Third Workshop on
Automatic Differentiation: Tools and Applications
held within ICCS 2006, Reading, UK, May 28-31, 2006
Automatic differentiation (AD) is a methodology for computing derivatives from computer codes, ensuring accuracy and allowing for efficient computation regimes through judicious use of the chain rule of differential calculus. We solicit papers describing advances both in the algorithmic underpinnings and implementation of AD tools as well as applications of such tools to advanced computational problems. Possible Topics include: Improved algorithms for computing Jacobians, Hessians, and Gradients; AD tools for advanced programming languages such as Matlab or domain-specific languages; Application studies of the use of AD tools and methodologies in sensitivity analysis, uncertainty, optimization, parameter identification or experimental design.
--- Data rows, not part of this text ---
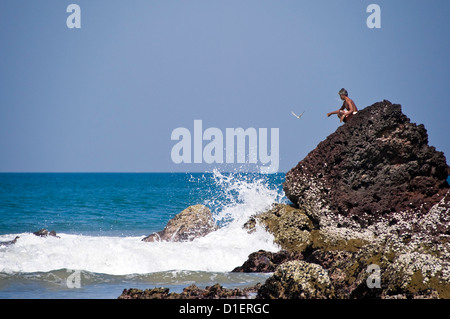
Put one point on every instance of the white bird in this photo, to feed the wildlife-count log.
(297, 116)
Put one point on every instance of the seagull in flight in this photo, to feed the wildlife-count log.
(298, 116)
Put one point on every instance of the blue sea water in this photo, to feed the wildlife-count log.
(101, 218)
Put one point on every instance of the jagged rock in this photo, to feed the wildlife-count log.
(192, 292)
(297, 280)
(377, 164)
(195, 221)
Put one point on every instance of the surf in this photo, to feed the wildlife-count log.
(220, 251)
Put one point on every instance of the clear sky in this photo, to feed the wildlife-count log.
(107, 96)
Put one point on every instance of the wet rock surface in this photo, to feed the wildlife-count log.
(370, 219)
(376, 165)
(192, 292)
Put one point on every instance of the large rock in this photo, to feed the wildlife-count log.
(192, 292)
(297, 280)
(195, 221)
(377, 164)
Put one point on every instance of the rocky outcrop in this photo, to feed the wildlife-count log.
(297, 280)
(376, 165)
(370, 216)
(195, 221)
(192, 292)
(372, 197)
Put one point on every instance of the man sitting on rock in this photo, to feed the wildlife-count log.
(348, 104)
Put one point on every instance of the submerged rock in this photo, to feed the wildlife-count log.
(44, 233)
(195, 221)
(266, 261)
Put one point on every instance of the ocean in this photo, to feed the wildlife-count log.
(101, 218)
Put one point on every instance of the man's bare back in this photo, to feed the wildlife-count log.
(348, 108)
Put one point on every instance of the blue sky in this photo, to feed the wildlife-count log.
(106, 97)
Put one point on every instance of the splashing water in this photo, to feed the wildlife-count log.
(232, 200)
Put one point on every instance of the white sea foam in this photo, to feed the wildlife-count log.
(219, 251)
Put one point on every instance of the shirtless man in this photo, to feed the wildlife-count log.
(348, 108)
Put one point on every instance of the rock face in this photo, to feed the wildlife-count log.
(192, 292)
(297, 280)
(195, 221)
(377, 164)
(370, 216)
(372, 197)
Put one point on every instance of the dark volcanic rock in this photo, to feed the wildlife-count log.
(195, 221)
(192, 292)
(377, 164)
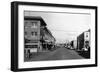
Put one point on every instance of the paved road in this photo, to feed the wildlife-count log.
(58, 54)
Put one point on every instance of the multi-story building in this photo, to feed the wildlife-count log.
(37, 36)
(83, 40)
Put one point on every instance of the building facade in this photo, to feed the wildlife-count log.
(36, 35)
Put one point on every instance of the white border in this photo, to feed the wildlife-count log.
(34, 64)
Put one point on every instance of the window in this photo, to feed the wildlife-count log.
(34, 33)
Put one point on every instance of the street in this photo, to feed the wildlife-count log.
(58, 54)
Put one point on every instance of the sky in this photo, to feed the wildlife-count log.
(64, 26)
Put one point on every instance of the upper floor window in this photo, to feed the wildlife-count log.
(34, 33)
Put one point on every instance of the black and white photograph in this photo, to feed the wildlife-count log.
(53, 36)
(56, 36)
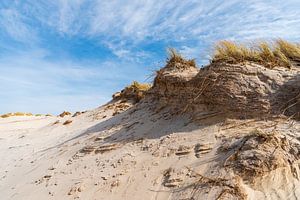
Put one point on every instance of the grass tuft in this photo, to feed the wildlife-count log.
(280, 53)
(15, 114)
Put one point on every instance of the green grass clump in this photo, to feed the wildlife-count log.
(279, 53)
Many methods for sensitivity analysis, uncertainty analysis, optimization, parameter identification and experimental design require the computation of derivatives df/dx from computer programs expressed in high-level languages as well as in thousands of lines of Fortran. The computational complexity, both in flops and in terms of memory, of computing such derivatives, may well determine the feasibility of such a computation, and the numerical accuracy of such derivatives may greatly impact the robustness of the method that employs such derivatives. Thus, AD can be viewed as an enabling technology for many such applications.